Signs of Spring 8 (New Mexico, Part 1)

One of the more welcome signs of spring arrived last week: Penn State’s week-long Spring Break. Deborah and I headed 1600 miles west and south to sunny, but not yet quite warm Albuquerque, New Mexico to visit our daughter and to do some hiking in the high deserts.(photo by D. Sillman).

Our first morning was cool and gloriously sunny. We walked east from our daughter’s apartment toward the campus of the University of New Mexico. Our nature observations began immediately upon stepping out the front door: in the London Planetree across the street were my first two robins of spring! They chirped and called to each other for several minutes and flew off to grace some other street corner and some other observer.

We walked several blocks past the typical Albuquerque houses: low, adobe-style homes painted in varying shades of tan. Many of the houses had small, front “lawn” squares that were mostly bare soil or carefully raked gravel. Some of the yards had honey locust or London Planetree growing in them. There were a few with some unknown (to me) thorny shrubs, too. There was very little grass, and what was there was dry and winter-brown and well covered by dry, brown tree and shrub leaves.

This all changed when we got to the campus. Apparently, the University of New Mexico has its own aquifer and, so, is not bound by the logical water restrictions that the rest of Albuquerque has to adhere to. Stepping into the campus grounds was like walking into a different climate zone. There was no bare soil or gravel or stones. Instead there was a continuous carpet of winter-brown grass and dozens and dozens of trees some of which should not have been growing within a thousand miles of here!

There were honey locusts and London Planetrees just like in the surrounding neighborhoods, but there were also green ash, eastern red buds, black pine, and weeping willows! I did find pinyon pines, Ponderosa pines, Colorado spruce, and some hearty looking junipers scattered about among these eastern, Asian, and European tree species, but the managed, non-desert appearance of the campus was startling. The duck pond, though, was delightful and the ducks clamoring for bread crumbs and the turtles and orange carp gliding past were peaceful and wonderful to watch. But how could this be occurring here? The water cost and the resource extravagance were unsettling to think about!

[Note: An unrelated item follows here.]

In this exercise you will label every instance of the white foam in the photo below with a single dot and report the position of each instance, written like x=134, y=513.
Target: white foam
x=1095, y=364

In the afternoon we drove west out of town and went for a walk down a broad, circular canyon whose walls were marked with a series of 400 year old rock etchings (“petroglyphs”). 
(Image: D. Sillman) The canyon walls were about 60 feet tall and were mostly made up of great tumbles of black, volcanic boulders. The floor of the canyon was quite flat and consisted of soft, sandy soil punctuated with a recurring, geometric pattern of sagebrush, cactus, and tumbleweeds. In places the trail had been worn down into loose, ankle deep, dune sand. Animal tracks crisscrossed the trail: jackrabbits, coyotes, small rodents and lizards. Occasionally, we saw a freshly dug burrow in the sand at the end (or the beginning?) of one of the tiny trails.

The glory of this trail, though, are the etchings on the flat surfaces of some of the great, black boulders. They were made by the indigenous people of the area four centuries ago. Their meanings and purposes are not known. There is no key or written tradition by which we can translate them, you just have to look at them and use your imagination. The running man, the sun, the turtle, the snake, the coyote, the spiral, the turkey, and a whole set of abstract possibilities draw you along the canyon trail and back into a forgotten time and place.

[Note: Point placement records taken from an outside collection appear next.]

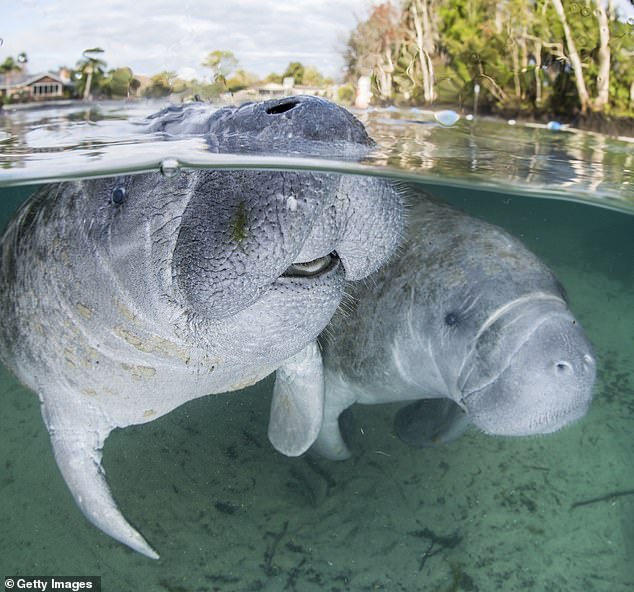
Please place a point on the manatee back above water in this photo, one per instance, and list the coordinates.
(122, 298)
(466, 313)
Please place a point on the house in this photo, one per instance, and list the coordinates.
(33, 87)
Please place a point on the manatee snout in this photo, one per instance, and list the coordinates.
(546, 384)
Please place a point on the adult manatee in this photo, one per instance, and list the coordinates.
(123, 298)
(468, 317)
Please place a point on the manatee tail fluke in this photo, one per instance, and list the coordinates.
(77, 451)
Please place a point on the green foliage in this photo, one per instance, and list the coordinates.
(295, 70)
(515, 51)
(345, 94)
(221, 63)
(161, 85)
(273, 77)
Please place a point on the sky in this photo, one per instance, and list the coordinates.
(155, 35)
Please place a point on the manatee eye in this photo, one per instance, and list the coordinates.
(118, 195)
(312, 268)
(451, 319)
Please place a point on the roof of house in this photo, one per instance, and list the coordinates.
(21, 79)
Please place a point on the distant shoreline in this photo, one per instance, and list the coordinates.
(613, 126)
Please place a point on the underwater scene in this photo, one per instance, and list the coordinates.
(388, 495)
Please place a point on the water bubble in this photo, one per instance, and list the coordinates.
(170, 168)
(446, 117)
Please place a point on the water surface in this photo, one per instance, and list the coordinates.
(228, 513)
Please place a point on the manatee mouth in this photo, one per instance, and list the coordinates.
(314, 268)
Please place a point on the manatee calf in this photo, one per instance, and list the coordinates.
(467, 314)
(123, 298)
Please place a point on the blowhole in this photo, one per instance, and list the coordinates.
(563, 367)
(282, 107)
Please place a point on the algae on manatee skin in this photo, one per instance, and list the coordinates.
(239, 224)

Maybe this canyon was a meeting place for the surrounding people. Maybe these petroglyphs marked traditional camping or trading spots. Maybe they formed a religious path over which observant people walked and prayed. Maybe they were comedic graffiti. Like any art, you can take them into your mind and let them grow in any number of directions and ways.

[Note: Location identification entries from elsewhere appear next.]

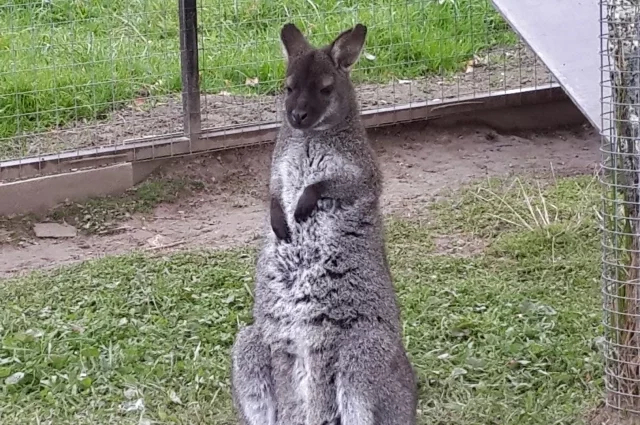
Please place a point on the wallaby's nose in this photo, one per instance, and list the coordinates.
(298, 117)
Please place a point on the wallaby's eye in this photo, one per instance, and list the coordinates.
(327, 90)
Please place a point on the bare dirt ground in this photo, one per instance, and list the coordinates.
(496, 70)
(420, 162)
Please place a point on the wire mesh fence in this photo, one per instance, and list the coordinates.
(620, 54)
(97, 73)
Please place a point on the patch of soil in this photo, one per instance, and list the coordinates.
(420, 163)
(495, 70)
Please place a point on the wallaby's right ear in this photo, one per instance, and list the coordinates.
(293, 41)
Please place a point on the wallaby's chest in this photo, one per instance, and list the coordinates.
(301, 165)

We reached the turning point deep in the canyon and took a return path that ran down the middle of the canyon floor. It was getting close to 4 pm and the sun was starting to drop close to the top of the enclosing western ridge. It would get cold quickly after the sun went down, so we hurried along to get back to the car. As we reached the middle of the bowl of the canyon we heard just ahead, up in the loose boulders of the canyon wall, a lone howl of a coyote. We stopped and listened, and the coyote called again. This time he was answered by another coyote up in the canyon wall back behind us, and then this second coyote was answered by a third coyote off to our left. These three groups called to each other for about ten minutes and then were quiet.

I have to admit to a funny, irrational feeling that accompanied these coyote calls. I felt that we were surrounded, and that the coyotes (who would never actually approach a human being) were hunting us. They were not doing anything of the sort, of course, but I really admired both their invisibility and their boldness!

 It had been a very exciting first day experience in the desert ecosystems of the great southwest!